In this study, the mean score of the intervention group on preventive behaviors against NIs increased after the intervention. In the same line, Suchitra et al.(17) concluded in their study that education had a positive impact on performance of health care workers regarding NIs. They also pointed to the need to develop a system of continuing education for health care workers (17). Zigheimat et al.(15) suggested that nurses’ performance in controlling NIs increased after the intervention in the intervention group compared to the control group.

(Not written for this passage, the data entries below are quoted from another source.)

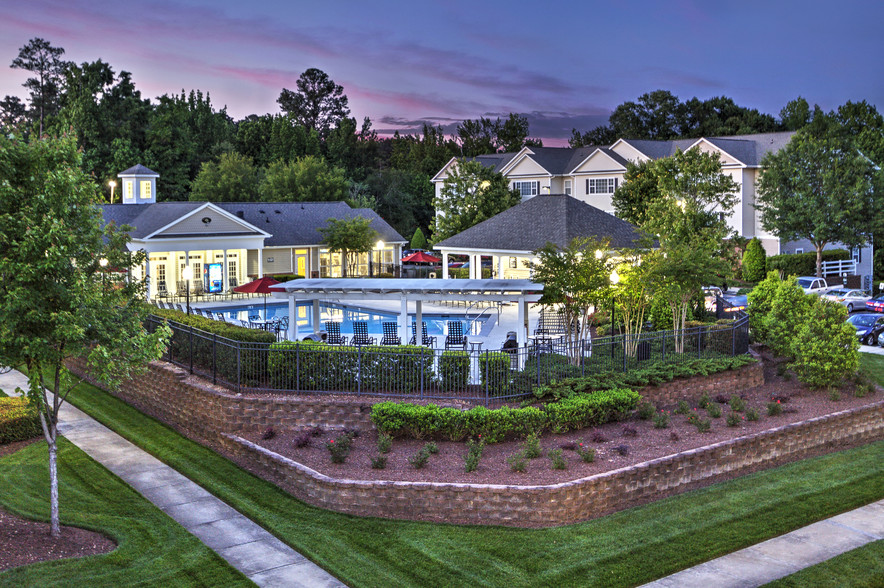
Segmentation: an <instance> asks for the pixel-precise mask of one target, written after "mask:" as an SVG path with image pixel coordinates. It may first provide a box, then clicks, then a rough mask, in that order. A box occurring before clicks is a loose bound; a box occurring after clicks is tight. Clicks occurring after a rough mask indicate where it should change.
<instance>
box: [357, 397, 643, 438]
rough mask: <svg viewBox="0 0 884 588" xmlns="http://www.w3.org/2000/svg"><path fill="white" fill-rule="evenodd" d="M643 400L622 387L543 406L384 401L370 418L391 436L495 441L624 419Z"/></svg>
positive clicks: (380, 428)
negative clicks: (428, 402) (460, 403)
mask: <svg viewBox="0 0 884 588" xmlns="http://www.w3.org/2000/svg"><path fill="white" fill-rule="evenodd" d="M640 399H641V395H639V394H638V393H637V392H634V391H632V390H627V389H618V390H606V391H603V392H597V393H592V394H575V395H572V396H571V397H569V398H567V399H563V400H561V401H558V402H551V403H549V404H547V405H546V406H544V407H542V408H539V407H534V406H528V407H524V408H509V407H506V406H505V407H503V408H498V409H488V408H485V407H482V406H478V407H476V408H472V409H470V410H460V409H457V408H452V407H441V406H437V405H435V404H428V405H425V406H423V405H417V404H409V403H405V402H402V403H397V402H380V403H378V404H375V405H374V406H373V407H372V410H371V420H372V422H373V423H374V424H375V426H376V427H377V428H378V431H380V432H382V433H387V434H388V435H392V436H398V437H413V438H415V439H424V438H438V439H448V440H451V441H463V440H464V439H468V438H474V439H475V438H479V437H480V436H481V438H482V439H483V440H485V441H486V442H488V443H496V442H499V441H503V440H504V439H507V438H513V437H518V438H524V437H527V436H528V435H531V434H540V433H542V432H543V431H544V430H552V431H554V432H557V433H559V432H564V431H570V430H574V429H582V428H586V427H591V426H595V425H601V424H604V423H606V422H609V421H612V420H619V419H622V418H625V417H626V416H627V415H628V414H629V411H631V410H633V409H634V408H635V407H636V406H637V405H638V402H639V400H640Z"/></svg>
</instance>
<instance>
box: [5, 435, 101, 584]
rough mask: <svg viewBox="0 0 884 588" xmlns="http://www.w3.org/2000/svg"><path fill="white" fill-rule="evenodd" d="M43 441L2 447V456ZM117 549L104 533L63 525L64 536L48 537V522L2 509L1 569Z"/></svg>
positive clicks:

Studies by Kaewchana(33) and Fazrzan(34) showed that training improved the subjects’ hand washing performance. Javaheri Tehrani(21) showed that training based on HBM enhanced women’s performance regarding the urinary tract infection.
The results of this study show the effectiveness of the intervention program and the need for educational interventions on preventive behaviors against NIs. As a result of the HBM-based education, the intervention group’s scores on the components improved significantly leading to better NIs preventive behaviors. Given the importance of NIs, the need for fundamental solutions and proper planning to prevent them is felt. Educational programs for nurses, doctors and other health care personnel as well as educational programs on radio and television are essential. Therefore, educational interventions should improve the perceived susceptibility and severity of people about compliance with NIs control standards. Analyzing the benefits associated with infection control standards, removing barriers, and increasing self-efficacy and cues to action among nurses can help them change their behavior in controlling NIs. Periodic and in-service training should also be held for nurses based on the HBM and other health training and promotion models. One of the limitations of this study was self-reporting of performance on NIs control by nurses.
Acknowledgments: This study is part of the approved projects by Research Council of Fasa University of Medical Sciences under number 93218. The researchers appreciate the Research Deputy of Fasa University of Medical Sciences as well as nurses, who participated in this study.